How a Boom in Feature-Length Films Is Transforming Branded Content

Partners and celebrities often play a part in these videos

Estrella Damm's 16-minute feature, "La Vida Nuestra," features Game of Thrones actor Peter Dinklage.
Estrella Damm

Branded content is in a transitional period. Whether you’re a brand, agency or marketing consultancy, you’ve no doubt noticed that forming a loyal relationship with an audience is becoming harder than ever before. People no longer consume content, engage with it or trust brands like they used to. As a result, we’ve found ourselves in a sticky situation.

However, it seems like things could be changing as brands experiment with an increasingly popular format: long-form video. Now, brands are not just making ads—they’re making movies. 

This is by no means a new phenomenon; brands have been making long-form content for years. However, over the past year, there has been an increase in brands creating longer videos for their audience, an audience who has seemingly had enough of short-form ads, social media snippets or branded content marketing pieces.

Here are four brands in particular that have garnered attention.

Estrella Damm

The Spanish beer supplier recently released “La Vida Nuestra” (Our Life), starring Game of Thrones’ Peter Dinklage. The 16-minute feature has been advertised on buses and at train stations across the world. Making people stop and take notice, Estrella Damm’s poster made the film look like a Hollywood movie rather than a brand film.

Takeaway: Sell a story, not just the product

The time of the hard-sell strategy is gone. Now enters the era of story-selling. In an attempt to regain trust, brands are redirecting their focus from creating purely self-promotional content to content that places the audience at the forefront. Advertising the film like a movie returns the power back to the audience: Audiences can’t escape an ad, but it’s their choice if they watch a film.

HP

The multinational IT company launched a series about cybersecurity called “The Wolf.” The two six to eight-minute long films feature award-winning Mr. Robot star Christian Slater in the lead role.

Takeaway: Celebrities gain trust 

As a well-known celebrity, Slater’s presence encourages people to see and engage with the film, consequently building a more trusting relationship between consumer and brand. In a climate where trust in brands is in decline, celebrities are a great way for brands to regain their audience’s favor. After all, people don’t just follow a celebrity’s advice, they trust them, they’re loyal to them and, at the end of it all, they want to be like them.

Marriott

Over the past three years, the hospitality chain has launched three films as part of their “Two Bellmen” series. Each film ranges between 18–36 minutes in length, and in total, they have attained over 22 million views, around 13,000 likes and 730 comments on YouTube alone.

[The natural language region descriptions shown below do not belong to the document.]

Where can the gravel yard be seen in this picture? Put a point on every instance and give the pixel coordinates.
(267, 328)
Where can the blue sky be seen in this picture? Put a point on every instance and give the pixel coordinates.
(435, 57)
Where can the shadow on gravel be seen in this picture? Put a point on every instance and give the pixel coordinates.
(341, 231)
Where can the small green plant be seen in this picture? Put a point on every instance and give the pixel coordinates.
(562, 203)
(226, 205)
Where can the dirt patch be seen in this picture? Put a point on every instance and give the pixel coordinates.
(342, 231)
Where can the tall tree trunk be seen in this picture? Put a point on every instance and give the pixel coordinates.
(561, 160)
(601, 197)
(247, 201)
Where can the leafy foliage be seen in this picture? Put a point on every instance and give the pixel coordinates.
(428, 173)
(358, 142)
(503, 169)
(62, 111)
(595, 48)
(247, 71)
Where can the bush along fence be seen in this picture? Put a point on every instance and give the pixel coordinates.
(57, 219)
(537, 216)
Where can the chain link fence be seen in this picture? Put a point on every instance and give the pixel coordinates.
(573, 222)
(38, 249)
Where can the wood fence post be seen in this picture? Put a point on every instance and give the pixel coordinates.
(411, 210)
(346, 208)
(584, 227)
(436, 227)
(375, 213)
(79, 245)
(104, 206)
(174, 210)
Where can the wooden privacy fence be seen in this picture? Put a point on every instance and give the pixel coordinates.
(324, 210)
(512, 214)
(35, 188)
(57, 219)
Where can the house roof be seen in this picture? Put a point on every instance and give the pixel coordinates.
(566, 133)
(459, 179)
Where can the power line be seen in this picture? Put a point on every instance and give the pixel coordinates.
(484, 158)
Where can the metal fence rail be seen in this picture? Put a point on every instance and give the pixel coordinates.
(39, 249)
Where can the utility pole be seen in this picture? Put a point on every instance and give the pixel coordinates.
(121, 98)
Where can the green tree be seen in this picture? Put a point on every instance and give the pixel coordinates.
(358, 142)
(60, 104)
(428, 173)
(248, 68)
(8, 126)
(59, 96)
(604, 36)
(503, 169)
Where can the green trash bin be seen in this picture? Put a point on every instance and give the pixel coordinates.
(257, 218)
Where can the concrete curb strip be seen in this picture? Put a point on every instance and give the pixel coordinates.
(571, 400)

Takeaway: Create user-first, entertaining content

With the content landscape being overrun with messaging, brands are no longer controlling the conversation. Consumers are now deciding when, where and how they interact with brands, and anything interruptive or forceful in nature makes customers tune out. As David Beebe, former vp of global creative and content marketing for Marriott International, said, “The strategy is to stop interrupting what they’re interested in, and become what they’re interested in.” Marriott Hotels’ innovative adventure films put consumer entertainment at the forefront, generating better and longer-lasting relationships.

P&G

P&G, the worldwide consumer brand, partnered with CNN’s Great Big Story to create a 20-minute documentary, “The Words Matter: One Voice Can Make a Difference.” The film tells the story of Michael Chanak, Jr., a now-retired administrative and technical employee who fought to include sexual orientation in P&G’s diversity statement.

On Great Big Story’s social channels, awareness was huge and engagement (likes, shares and comments) was generally positive. Publications including Fast Company have reported on the film, calling it “refreshingly honest, free of the kind of corporate revisionism” that typifies such content.